Bref ! De très bons résultats que la Commission n’a pas manqué de saluer : « Les résultats d'aujourd'hui montrent clairement que les plateformes en ligne prennent au sérieux leur engagement d'examiner les notifications et de supprimer dans la journée les discours haineux illégaux », s’est réjoui Andrus Ansip, vice-président de la Commission européenne pour le marché unique numérique. L’autre bonne nouvelle pour la Commission est que le nombre d’acteurs pour lutter contre les contenus haineux ligne s’agrandit. Google+ a en effet annoncé sa participation au Code de Conduite et Facebook a confirmé qu'Instagram en ferait autant.

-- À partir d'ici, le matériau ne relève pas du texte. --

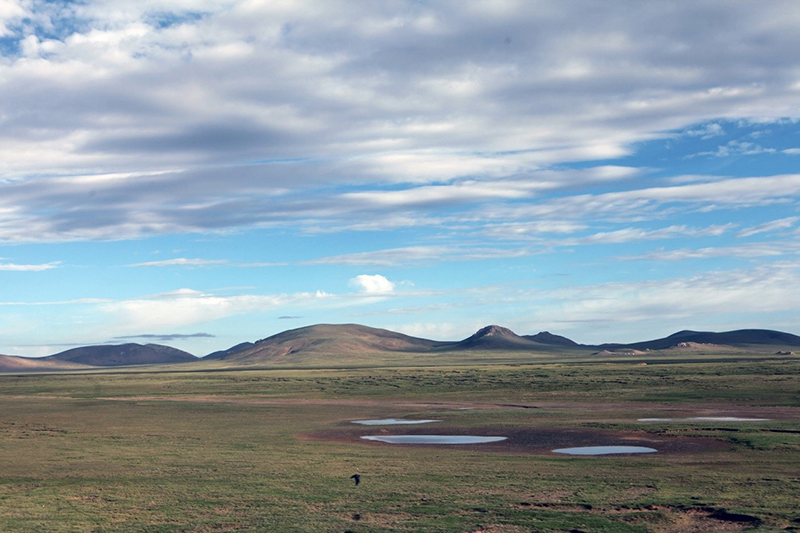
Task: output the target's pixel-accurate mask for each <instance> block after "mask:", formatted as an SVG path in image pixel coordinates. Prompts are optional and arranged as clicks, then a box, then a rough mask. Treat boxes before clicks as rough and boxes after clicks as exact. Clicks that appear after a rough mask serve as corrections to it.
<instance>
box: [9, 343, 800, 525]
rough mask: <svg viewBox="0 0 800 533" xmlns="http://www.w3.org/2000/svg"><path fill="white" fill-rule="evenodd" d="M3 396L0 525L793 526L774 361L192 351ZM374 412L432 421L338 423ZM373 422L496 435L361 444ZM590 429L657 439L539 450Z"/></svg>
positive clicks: (786, 457)
mask: <svg viewBox="0 0 800 533" xmlns="http://www.w3.org/2000/svg"><path fill="white" fill-rule="evenodd" d="M412 360H413V359H412ZM0 391H1V392H0V530H2V531H97V532H101V531H152V532H156V531H159V532H161V531H163V532H167V531H287V532H290V531H296V532H312V531H313V532H319V531H325V532H345V531H351V532H389V531H398V532H400V531H433V532H454V533H456V532H458V533H460V532H478V531H484V532H522V531H560V532H566V531H585V532H590V531H591V532H601V531H607V532H612V531H613V532H618V531H630V532H636V531H638V532H644V531H653V532H669V531H739V530H760V531H792V530H798V531H800V511H798V508H797V502H798V501H800V361H798V360H796V359H792V358H781V359H770V358H764V357H762V358H756V359H746V358H743V359H742V360H740V361H731V360H724V361H715V360H713V359H712V360H705V361H702V360H692V359H687V360H686V361H683V362H674V361H662V362H659V361H649V362H648V363H647V364H643V362H642V361H641V360H630V361H617V362H605V363H604V362H595V361H582V360H575V361H570V362H562V363H558V362H544V363H543V362H536V361H535V360H534V362H530V360H529V361H527V362H526V357H525V354H519V355H518V360H517V361H516V362H515V363H502V364H500V363H490V364H481V365H475V364H472V365H456V364H450V365H445V366H424V367H423V366H405V367H403V366H394V367H392V366H381V367H359V366H353V367H350V368H346V367H342V368H328V369H325V368H273V369H270V368H254V369H241V368H239V369H237V368H223V367H213V368H211V369H208V368H206V367H202V366H200V365H199V364H194V363H191V364H188V365H180V366H177V365H176V366H171V367H166V368H165V367H158V368H156V367H141V368H137V369H131V368H125V369H114V370H110V371H105V370H104V371H100V372H98V371H93V372H81V373H59V374H16V375H14V374H8V375H3V376H0ZM692 417H707V418H714V417H728V419H727V420H726V419H724V418H723V419H722V420H719V421H714V420H707V419H706V420H687V419H689V418H692ZM730 417H739V418H757V419H762V420H755V421H753V420H750V421H737V420H731V419H730ZM380 418H402V419H408V420H413V419H435V420H439V422H436V423H431V424H425V425H420V426H385V427H382V426H371V427H366V426H360V425H356V424H353V423H352V421H353V420H363V419H380ZM640 418H645V419H646V418H650V419H656V420H655V421H639V420H638V419H640ZM666 419H675V420H666ZM387 434H392V435H396V434H456V435H470V434H474V435H502V436H507V437H508V439H507V440H506V441H503V442H497V443H489V444H478V445H455V446H436V445H423V446H419V445H393V444H386V443H381V442H368V441H365V440H363V439H360V437H361V436H365V435H387ZM590 445H639V446H650V447H653V448H655V449H658V450H659V451H658V452H657V453H651V454H643V455H608V456H597V457H592V456H588V457H571V456H560V455H558V454H554V453H552V450H553V449H555V448H565V447H570V446H590ZM356 473H358V474H360V476H361V482H360V484H358V486H356V485H355V484H354V483H353V480H352V479H351V478H350V476H352V475H353V474H356Z"/></svg>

« D’autres défis demeurent malgré tout, notamment l'absence de retour systématique d'informations aux utilisateurs », a indiqué la Commission dans son communiqué. Elle estime en fait que les principaux engagements formulés dans le code de conduite ont certes été tenus, mais des progrès supplémentaires s'imposent, notamment en ce qui concerne le retour d’informations aux utilisateurs. La Commission souligne en effet que le retour d'informations aux utilisateurs fait toujours défaut pour près d'un tiers des signalements en moyenne, les taux de réaction variant d'une entreprise des technologies de l'information à l'autre. Elle souhaite donc que la transparence et le retour d'informations aux utilisateurs bénéficient d'autres améliorations.